Good Time
(2017)
(SPOILERS) The Safdie Brothers, Ben and Josh, have been anointed the apostles of NYC grime, and duly acclaimed for their grit and verve. Good Time has made studios sit up and take notice, such that they have a 48 Hrs remake on their cards (what to do when Hollywood comes calling? Retreat from indie originality into the safety net of the unnecessary remake). I can’t say I much cared for it, however. It’s a technically proficient exercise but also an empty one.

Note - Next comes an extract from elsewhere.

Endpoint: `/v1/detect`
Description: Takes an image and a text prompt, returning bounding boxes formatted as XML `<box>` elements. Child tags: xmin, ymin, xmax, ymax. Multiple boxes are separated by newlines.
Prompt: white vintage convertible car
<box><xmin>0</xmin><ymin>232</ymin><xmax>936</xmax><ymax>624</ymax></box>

I’ve seen Robert Pattison’s performance as Connie, a lowlife
who takes his developmentally disabled brother Nick (Ben Safdie, proficiently
glazed of the eyes and vacant of tone) out of therapy and promptly gets him
involved in a bank robbery, compared to the likes of Pacino in Dog Day Afternoon or Hoffman in Straight Time, but there’s a vital
difference between those characters and this. Connie elicits no empathy
whatsoever, his conviction that he’s smarter than anyone else belied by the hopelessness
and haplessness of his decisions, blundering from unholy mess to unholy mess, and
proceeding to cause even greater havoc as he attempts to extract his brother
from jail.
Connie’s mission sends him on a desperate night time
odyssey, trying and failing to extract bail money from girlfriend Corey
(Jennifer Jason Leigh, studiously distracted by her fleabag toyboy and not
remotely interested in Nick’s welfare) and – absurdly, but not in a believable
way – busting who he believes is Nick out of hospital (following a fight with a
fellow detainee) and somehow managing
to persuade a random woman to let him stay at her house for the night before
putting the moves on her teenage daughter Crystal (Taliah Webster) in order to
procure Crystal’s help and distract her from discovering his fugitive status
(Crystal says she’s sixteen, but
Corey evidently doesn’t care enough to check her ID).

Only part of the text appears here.